Siepropam Polres Kepulauan Anambas Tindak Lanjuti Informasi Melalui Pendalaman Fakta
Kantor Mapolres Anambas.
Anambas, Batamnews — Polres Kepulauan Anambas melalui Seksi Profesi dan Pengamanan (Siepropam) menindaklanjuti informasi yang beredar di masyarakat tentang dugaan kepemilikan usaha pasir dan alat berat oleh seorang anggota Polri di Kecamatan Palmatak, Kabupaten Kepulauan Anambas, Provinsi Kepulauan Riau, Sabtu, 4 Juli 2026.
Langkah klarifikasi dan pendalaman fakta itu dilakukan sebagai bentuk komitmen Polri menjaga profesionalisme, transparansi, dan akuntabilitas.
Unit Paminal Siepropam Polres Kepulauan Anambas melakukan pendalaman dengan mengedepankan prinsip objektivitas serta berdasarkan fakta dan data yang dapat dipertanggungjawabkan. Upaya ini merupakan bagian dari mekanisme pengawasan internal Polri.
Baca juga: POPDA X Kepri 2026 Resmi Dibuka, 10 Cabang Olahraga Dipertandingkan Sepekan Penuh
Berdasarkan hasil klarifikasi, lahan yang menjadi objek pemberitaan merupakan tanah milik pribadi yang diperoleh secara sah pada tahun 2020 melalui proses transaksi dengan pemilik sebelumnya.
Awalnya lahan tersebut direncanakan untuk kegiatan perkebunan. Namun setelah diketahui terdapat kandungan pasir di sebagian area, material itu dimanfaatkan secara terbatas.

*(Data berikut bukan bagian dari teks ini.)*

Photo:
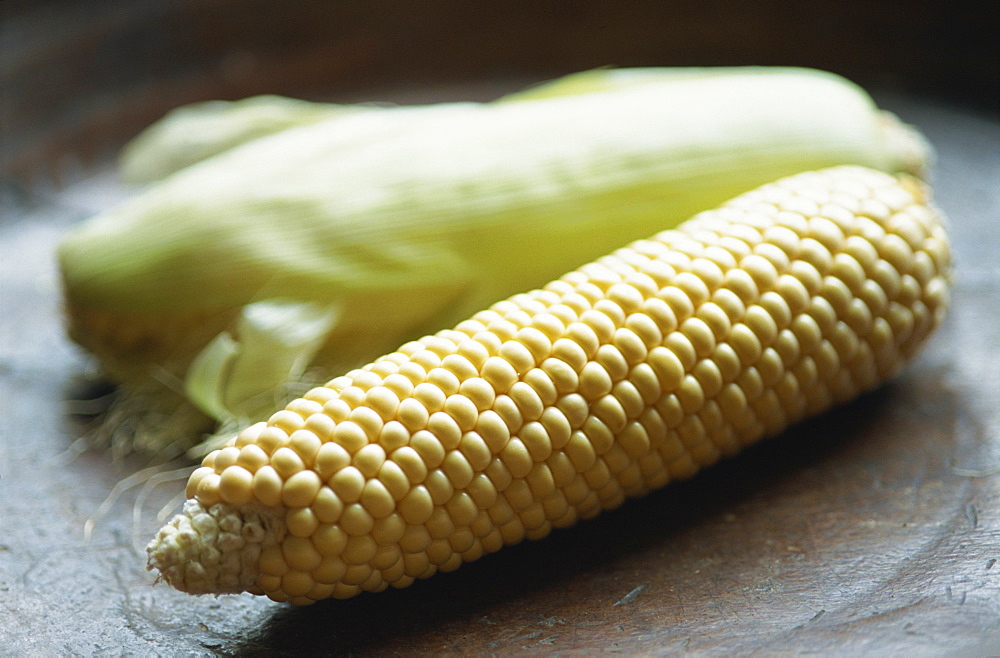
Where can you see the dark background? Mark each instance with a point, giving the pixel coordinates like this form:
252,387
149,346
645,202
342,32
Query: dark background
874,529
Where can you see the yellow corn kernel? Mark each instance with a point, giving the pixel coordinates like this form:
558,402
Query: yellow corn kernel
728,350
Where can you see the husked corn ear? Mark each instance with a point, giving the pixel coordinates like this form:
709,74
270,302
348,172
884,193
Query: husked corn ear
628,373
393,222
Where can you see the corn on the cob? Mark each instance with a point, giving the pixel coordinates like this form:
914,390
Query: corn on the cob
621,376
394,222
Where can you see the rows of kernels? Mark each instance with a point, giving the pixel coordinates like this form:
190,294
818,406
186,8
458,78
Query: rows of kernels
633,371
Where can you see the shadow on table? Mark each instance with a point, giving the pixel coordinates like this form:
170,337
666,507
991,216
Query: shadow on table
902,423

Hasil pendalaman menunjukkan pemanfaatan pasir dilakukan dalam jumlah kecil untuk kebutuhan pribadi serta membantu pembangunan masyarakat di sekitar lokasi, termasuk pembangunan tempat ibadah. Aktivitas itu hanya dilakukan di area lahan milik sendiri dan tidak berlangsung dalam skala besar maupun bersifat komersial.
Kendaraan dan alat yang digunakan dalam kegiatan tersebut diketahui memiliki dokumen kepemilikan lengkap dan sah, termasuk STNK serta bukti pembelian yang dapat dipertanggungjawabkan.

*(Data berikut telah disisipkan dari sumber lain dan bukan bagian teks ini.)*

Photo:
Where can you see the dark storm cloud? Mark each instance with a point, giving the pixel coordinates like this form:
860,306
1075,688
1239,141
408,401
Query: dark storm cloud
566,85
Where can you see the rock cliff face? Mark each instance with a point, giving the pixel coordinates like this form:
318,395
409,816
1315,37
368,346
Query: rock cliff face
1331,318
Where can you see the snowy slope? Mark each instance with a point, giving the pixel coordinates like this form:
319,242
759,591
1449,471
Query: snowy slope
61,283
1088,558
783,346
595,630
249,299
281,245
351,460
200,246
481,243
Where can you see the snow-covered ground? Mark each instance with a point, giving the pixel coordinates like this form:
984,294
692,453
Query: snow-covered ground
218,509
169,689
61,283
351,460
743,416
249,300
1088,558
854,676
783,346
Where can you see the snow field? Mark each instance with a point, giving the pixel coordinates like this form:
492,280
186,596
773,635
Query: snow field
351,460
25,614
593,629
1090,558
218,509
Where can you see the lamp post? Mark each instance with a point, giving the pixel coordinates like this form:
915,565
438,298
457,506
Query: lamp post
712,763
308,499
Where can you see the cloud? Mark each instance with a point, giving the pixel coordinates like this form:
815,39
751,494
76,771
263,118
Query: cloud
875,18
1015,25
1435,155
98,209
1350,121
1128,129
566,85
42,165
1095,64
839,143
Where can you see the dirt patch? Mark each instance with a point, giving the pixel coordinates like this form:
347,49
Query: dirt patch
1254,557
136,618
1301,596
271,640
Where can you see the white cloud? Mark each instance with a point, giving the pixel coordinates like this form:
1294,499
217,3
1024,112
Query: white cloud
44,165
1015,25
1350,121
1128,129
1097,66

Dari hasil klarifikasi diketahui aktivitas pemanfaatan pasir telah berhenti sejak akhir tahun 2024. Sebagian besar lokasi yang sebelumnya dimanfaatkan telah ditutup kembali dan direncanakan untuk pengembangan usaha perikanan serta perkebunan milik pribadi.
Siepropam Polres Kepulauan Anambas menegaskan pengawasan dan monitoring akan terus dilakukan terhadap setiap informasi yang berkembang guna memastikan seluruh proses berjalan sesuai ketentuan yang berlaku.
Baca juga: Mantan Gubernur Kepri Nurdin Basirun Terseret Sengketa Lahan 112 Hektare di Karimun
Polres Kepulauan Anambas mengajak masyarakat mengedepankan asas praduga tak bersalah dan tidak mudah terpengaruh oleh informasi yang belum terverifikasi. Masyarakat diharapkan memberi ruang bagi proses klarifikasi berdasarkan fakta dan data yang dapat dipertanggungjawabkan.
Komitmen ini menjadi bagian dari upaya Polri memperkuat kepercayaan publik melalui pengawasan internal yang profesional, transparan, dan akuntabel, sehingga setiap informasi yang berkembang dapat diselesaikan secara objektif sesuai aturan yang berlaku.